El consumo de productos panificados atraviesa uno de sus peores momentos de los últimos años. Según datos del referente de la Cámara de Industriales Panaderos (CIPAN), Martín Pinto, durante el gobierno de Javier Milei la compra de pan tradicional cayó entre un 50% y un 60%, mientras que las ventas de facturas y productos de pastelería registraron un desplome cercano al 80%.
Pinto describió un escenario crítico para el sector. "La situación de los panaderos de la Argentina es crítica. Seguimos en caída libre. Hace dos años y medio nos sentamos en un tobogán y no paramos de caer", afirmó.
Según explicó, la pérdida del poder adquisitivo llevó a que el consumo de pan tradicional retrocediera entre un 50% y un 60%, mientras que las ventas de facturas y productos de pastelería descendieron entre un 85% y un 90%. "En estos tiempos de crisis la gente dejó de consumir pan. Vienen y compran fraccionado, una o dos flautitas", señaló.

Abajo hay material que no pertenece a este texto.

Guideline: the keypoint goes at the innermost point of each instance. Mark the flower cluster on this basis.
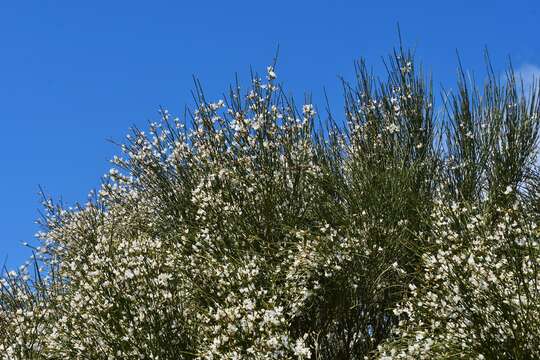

Pinto sostuvo además que el impacto económico ya provocó el cierre de unas 2.850 panaderías en todo el país, con una pérdida estimada de 17.000 puestos de trabajo.
Cambios en los hábitos de consumo
Desde el sector explican que el deterioro del poder adquisitivo modificó por completo los hábitos de consumo. Si antes era habitual comprar un kilo de pan, hoy la mayoría de los clientes adquiere únicamente lo que puede pagar en el momento.

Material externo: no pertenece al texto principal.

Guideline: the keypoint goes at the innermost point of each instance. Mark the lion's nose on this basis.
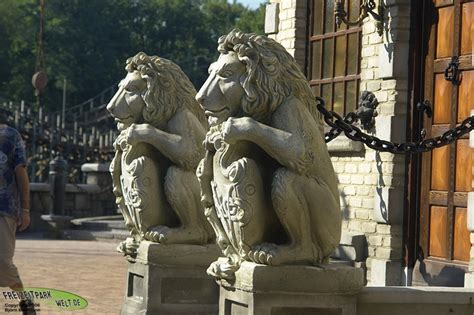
(200, 97)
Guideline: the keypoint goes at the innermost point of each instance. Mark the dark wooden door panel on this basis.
(446, 173)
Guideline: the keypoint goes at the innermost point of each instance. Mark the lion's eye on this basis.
(225, 73)
(132, 89)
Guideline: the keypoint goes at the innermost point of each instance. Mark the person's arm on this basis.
(24, 189)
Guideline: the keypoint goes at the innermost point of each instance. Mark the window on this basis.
(334, 55)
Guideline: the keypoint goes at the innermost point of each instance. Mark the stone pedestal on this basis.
(171, 279)
(264, 290)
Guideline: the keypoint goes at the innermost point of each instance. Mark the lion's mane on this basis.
(168, 88)
(272, 74)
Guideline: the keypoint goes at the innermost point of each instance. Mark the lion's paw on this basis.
(222, 270)
(165, 235)
(263, 253)
(274, 255)
(128, 247)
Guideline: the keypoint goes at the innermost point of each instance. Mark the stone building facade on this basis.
(374, 186)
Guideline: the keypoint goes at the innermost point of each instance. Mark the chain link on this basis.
(339, 124)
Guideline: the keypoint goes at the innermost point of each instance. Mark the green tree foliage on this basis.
(87, 42)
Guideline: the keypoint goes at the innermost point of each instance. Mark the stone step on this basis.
(96, 235)
(100, 223)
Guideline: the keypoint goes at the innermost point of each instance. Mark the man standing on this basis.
(14, 202)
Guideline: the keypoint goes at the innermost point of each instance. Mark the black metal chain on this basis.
(340, 124)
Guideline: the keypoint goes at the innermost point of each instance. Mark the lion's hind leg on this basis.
(183, 194)
(292, 210)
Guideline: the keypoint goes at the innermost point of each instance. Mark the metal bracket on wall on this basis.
(451, 73)
(367, 7)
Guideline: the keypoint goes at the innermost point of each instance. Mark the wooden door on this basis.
(446, 172)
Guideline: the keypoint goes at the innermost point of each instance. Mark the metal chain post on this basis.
(340, 124)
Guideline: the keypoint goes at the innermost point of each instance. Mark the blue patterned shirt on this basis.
(12, 154)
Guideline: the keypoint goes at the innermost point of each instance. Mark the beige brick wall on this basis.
(371, 184)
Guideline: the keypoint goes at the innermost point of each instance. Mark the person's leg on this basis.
(9, 276)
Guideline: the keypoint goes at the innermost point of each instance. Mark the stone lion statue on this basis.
(159, 147)
(267, 182)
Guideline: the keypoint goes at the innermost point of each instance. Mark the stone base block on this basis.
(171, 279)
(285, 290)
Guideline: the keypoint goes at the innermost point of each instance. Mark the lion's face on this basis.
(127, 104)
(222, 93)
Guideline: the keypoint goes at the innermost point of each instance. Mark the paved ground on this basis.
(93, 270)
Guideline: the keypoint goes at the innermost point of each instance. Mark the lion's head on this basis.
(270, 76)
(158, 87)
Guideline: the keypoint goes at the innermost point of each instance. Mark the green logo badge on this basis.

La modalidad de compra pasó a ser completamente fraccionada: muchos consumidores llevan una o dos flautas para el día, en lugar de abastecerse para toda la familia.
Otro de los datos que más preocupa al sector es la desaparición de uno de sus principales clientes históricos: los jubilados. "La mayor clientela que perdimos en nuestro negocio son los jubilados, que con esta crisis dejaron de comer pan porque priorizan la compra de remedios", explicó Pinto.
El panorama también se refleja en la actividad de las panaderías. De acuerdo con la entidad, numerosos comercios trabajan apenas al 50% de su capacidad debido a la caída de las ventas y al incremento de los costos de producción, especialmente por las tarifas de los servicios públicos y el precio de la harina.
El dirigente agregó que la crisis también se refleja en un fenómeno cada vez más frecuente: personas que esperan el remanente de la producción de la tarde para solicitar alimentos, en lugar de comprarlos. "Hoy viene más gente a pedir que a comprar", señaló.